Any expert opinion or information is protected information and a motion to quash a subpoena can be used to fight the production of such a report.
Court ruling on motion to quash subpoena
When presented with a motion to quash a subpoena, the court has four options:
- Grant the motion and quash the subpoena
- Partially grant the motion and quash parts of the subpoena
- Modify the subpoena to make it reasonable
- Dismiss the motion to quash
If in fact the subpoena is entirely illegal or sent to someone who is entirely unrelated to the dispute for example, the court can grant your motion to quash the subpoena.
When that happens, you will no longer need to comply with the terms of the subpoena.
The court may also partially accept your motion.
In this case, the court may consider parts of the subpoena to be excessive and invalidate those sections only but keep the subpoena enforceable against you.
Alternatively, the court may modify terms of the subpoena to make it more reasonable or eliminate an undue burden on the recipient for instance.
Finally, the court can completely reject your motion to quash the subpoena and maintain the subpoena in its integrality.
In a lot of cases, you’ll need to comply with the terms of the subpoena.

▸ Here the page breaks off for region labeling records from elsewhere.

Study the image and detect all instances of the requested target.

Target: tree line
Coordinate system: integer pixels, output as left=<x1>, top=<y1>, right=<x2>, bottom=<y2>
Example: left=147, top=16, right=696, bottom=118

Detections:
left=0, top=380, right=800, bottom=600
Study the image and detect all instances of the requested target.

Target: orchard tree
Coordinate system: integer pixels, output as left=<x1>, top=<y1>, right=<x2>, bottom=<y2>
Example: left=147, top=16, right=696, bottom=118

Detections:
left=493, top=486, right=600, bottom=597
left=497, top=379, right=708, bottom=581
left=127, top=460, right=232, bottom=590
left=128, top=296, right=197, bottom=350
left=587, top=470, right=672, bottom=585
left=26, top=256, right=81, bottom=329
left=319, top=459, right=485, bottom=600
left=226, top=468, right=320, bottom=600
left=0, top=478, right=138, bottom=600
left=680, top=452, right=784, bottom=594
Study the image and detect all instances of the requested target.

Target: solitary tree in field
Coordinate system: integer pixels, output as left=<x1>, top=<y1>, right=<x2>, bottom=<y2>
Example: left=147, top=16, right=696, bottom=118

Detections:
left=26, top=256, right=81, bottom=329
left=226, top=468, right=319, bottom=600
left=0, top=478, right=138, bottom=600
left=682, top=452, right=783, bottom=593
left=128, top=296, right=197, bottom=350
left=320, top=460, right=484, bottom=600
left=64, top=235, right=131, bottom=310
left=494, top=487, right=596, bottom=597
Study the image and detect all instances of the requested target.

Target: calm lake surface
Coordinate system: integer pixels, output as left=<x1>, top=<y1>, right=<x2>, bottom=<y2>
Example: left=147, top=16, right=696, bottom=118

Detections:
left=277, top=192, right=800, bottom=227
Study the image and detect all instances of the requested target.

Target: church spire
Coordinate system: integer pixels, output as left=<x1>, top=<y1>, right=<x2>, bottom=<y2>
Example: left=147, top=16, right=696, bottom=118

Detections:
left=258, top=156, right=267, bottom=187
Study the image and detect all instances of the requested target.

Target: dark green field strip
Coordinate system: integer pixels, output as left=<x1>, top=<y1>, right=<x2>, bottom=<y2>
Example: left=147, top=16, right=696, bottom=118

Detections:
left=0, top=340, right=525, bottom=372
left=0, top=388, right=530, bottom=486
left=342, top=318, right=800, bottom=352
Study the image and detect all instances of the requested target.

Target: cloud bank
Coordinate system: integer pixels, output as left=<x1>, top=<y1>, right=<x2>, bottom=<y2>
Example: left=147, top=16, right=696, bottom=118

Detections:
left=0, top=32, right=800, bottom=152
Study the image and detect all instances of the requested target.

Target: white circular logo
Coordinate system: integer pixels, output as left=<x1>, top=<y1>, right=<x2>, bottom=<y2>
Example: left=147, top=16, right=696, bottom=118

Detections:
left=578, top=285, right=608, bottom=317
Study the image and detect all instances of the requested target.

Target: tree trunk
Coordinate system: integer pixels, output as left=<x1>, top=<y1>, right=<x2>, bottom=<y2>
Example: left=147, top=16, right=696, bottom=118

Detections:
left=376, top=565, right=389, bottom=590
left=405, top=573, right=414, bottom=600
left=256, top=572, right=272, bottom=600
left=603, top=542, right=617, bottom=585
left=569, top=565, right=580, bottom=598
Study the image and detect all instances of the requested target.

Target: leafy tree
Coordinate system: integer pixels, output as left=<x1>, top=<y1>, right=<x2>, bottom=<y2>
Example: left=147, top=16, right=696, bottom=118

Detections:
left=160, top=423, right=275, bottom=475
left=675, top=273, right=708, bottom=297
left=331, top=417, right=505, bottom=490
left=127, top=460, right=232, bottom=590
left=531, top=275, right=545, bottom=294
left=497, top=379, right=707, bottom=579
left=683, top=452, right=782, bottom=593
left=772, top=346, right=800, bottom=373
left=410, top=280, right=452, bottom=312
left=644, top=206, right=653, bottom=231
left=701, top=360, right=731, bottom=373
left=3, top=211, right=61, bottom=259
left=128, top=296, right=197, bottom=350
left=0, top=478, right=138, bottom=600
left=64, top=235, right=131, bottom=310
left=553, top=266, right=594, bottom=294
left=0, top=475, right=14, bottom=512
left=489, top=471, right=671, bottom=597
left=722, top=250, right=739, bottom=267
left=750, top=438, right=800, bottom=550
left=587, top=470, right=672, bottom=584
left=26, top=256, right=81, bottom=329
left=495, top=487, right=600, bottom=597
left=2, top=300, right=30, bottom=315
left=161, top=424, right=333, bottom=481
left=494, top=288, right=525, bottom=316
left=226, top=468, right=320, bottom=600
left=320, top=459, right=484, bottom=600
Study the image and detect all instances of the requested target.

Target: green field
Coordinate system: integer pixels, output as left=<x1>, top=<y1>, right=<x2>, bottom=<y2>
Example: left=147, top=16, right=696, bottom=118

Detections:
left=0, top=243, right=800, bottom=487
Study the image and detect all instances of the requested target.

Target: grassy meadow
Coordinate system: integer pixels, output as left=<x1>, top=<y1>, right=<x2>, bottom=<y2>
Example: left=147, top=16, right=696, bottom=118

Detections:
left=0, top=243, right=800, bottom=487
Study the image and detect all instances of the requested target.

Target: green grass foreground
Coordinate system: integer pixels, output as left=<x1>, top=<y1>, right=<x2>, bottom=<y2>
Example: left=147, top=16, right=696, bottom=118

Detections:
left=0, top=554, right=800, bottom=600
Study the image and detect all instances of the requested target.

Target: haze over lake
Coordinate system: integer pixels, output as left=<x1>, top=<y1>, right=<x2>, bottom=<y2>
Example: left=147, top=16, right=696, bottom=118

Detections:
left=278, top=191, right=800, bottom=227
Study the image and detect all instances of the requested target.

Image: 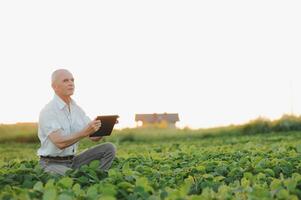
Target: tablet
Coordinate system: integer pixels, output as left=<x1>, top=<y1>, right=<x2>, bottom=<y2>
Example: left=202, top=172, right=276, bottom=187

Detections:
left=90, top=115, right=119, bottom=137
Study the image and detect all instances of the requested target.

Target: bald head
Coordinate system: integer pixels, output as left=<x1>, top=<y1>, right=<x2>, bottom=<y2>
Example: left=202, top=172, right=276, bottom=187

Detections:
left=51, top=69, right=72, bottom=84
left=51, top=69, right=74, bottom=97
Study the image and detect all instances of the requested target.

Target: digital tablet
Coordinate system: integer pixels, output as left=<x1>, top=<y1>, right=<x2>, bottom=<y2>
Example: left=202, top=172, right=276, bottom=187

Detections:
left=90, top=115, right=119, bottom=137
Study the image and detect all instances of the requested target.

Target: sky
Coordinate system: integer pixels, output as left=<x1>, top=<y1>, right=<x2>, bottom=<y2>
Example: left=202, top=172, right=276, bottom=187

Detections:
left=0, top=0, right=301, bottom=128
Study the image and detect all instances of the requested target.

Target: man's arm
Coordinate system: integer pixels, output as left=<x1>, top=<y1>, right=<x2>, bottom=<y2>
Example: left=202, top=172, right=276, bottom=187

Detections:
left=48, top=120, right=101, bottom=149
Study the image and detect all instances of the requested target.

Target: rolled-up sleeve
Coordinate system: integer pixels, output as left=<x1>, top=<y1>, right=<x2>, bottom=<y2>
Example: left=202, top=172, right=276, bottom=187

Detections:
left=39, top=112, right=62, bottom=137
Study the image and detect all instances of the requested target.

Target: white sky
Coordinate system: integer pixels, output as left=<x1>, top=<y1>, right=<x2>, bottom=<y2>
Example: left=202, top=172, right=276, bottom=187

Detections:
left=0, top=0, right=301, bottom=128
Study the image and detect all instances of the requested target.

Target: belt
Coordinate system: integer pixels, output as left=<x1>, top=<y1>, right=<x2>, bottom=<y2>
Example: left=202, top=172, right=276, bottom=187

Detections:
left=40, top=155, right=74, bottom=160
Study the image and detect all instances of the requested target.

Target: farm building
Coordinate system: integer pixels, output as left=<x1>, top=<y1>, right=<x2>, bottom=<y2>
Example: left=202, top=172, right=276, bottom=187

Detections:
left=135, top=113, right=179, bottom=128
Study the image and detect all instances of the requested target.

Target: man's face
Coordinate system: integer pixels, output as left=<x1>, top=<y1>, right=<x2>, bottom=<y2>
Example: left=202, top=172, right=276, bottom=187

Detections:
left=52, top=71, right=75, bottom=96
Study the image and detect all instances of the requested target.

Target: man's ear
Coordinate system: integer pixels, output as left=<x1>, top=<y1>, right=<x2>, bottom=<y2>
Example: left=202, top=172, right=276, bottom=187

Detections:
left=51, top=83, right=56, bottom=91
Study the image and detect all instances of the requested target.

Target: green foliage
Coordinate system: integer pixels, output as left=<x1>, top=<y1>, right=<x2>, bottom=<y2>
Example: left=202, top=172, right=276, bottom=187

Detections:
left=0, top=130, right=301, bottom=200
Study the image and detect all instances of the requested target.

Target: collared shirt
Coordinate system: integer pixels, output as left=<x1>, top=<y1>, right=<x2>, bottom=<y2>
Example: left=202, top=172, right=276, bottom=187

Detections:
left=37, top=94, right=91, bottom=156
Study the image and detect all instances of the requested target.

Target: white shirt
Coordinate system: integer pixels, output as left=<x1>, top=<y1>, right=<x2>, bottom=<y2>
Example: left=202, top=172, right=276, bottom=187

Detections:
left=37, top=94, right=91, bottom=156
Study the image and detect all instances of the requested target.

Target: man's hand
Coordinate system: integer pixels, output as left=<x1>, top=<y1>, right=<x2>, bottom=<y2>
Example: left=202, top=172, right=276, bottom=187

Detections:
left=83, top=119, right=101, bottom=136
left=89, top=136, right=102, bottom=142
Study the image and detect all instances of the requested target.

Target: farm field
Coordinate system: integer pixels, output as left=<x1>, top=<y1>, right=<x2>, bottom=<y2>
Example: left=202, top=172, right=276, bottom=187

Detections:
left=0, top=130, right=301, bottom=200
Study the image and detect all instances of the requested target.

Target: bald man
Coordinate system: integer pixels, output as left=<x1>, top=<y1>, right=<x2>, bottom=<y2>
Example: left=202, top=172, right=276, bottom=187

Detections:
left=37, top=69, right=116, bottom=175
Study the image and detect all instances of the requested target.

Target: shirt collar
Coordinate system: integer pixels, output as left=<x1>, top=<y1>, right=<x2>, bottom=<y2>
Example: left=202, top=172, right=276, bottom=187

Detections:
left=53, top=94, right=75, bottom=110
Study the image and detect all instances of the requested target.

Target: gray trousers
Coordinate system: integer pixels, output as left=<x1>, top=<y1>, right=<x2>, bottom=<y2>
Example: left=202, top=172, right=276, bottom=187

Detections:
left=40, top=143, right=116, bottom=175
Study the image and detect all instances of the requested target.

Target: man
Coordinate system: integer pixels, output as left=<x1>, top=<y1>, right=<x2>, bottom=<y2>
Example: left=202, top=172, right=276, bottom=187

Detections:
left=38, top=69, right=116, bottom=175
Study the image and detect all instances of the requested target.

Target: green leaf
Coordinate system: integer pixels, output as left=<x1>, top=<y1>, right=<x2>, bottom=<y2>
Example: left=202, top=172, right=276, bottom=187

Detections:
left=58, top=194, right=73, bottom=200
left=58, top=177, right=73, bottom=188
left=89, top=160, right=100, bottom=170
left=72, top=183, right=83, bottom=196
left=43, top=188, right=57, bottom=200
left=33, top=181, right=43, bottom=191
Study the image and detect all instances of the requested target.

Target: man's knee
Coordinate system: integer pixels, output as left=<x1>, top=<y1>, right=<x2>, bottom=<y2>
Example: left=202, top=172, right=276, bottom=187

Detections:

There are other instances is either invalid or has some technical defects giving you the opportunity to contest it and raise objections against having to comply with it.
You can’t just ignore a subpoena or fail to respond to it.
If you want to challenge a subpoena, you’ll need to file a motion to quash the subpoena to fight back.
In this article, we’ve covered some grounds that can be used to object to a subpoena.
We hope that it was helpful to you to better understand a motion to quash a subpoena.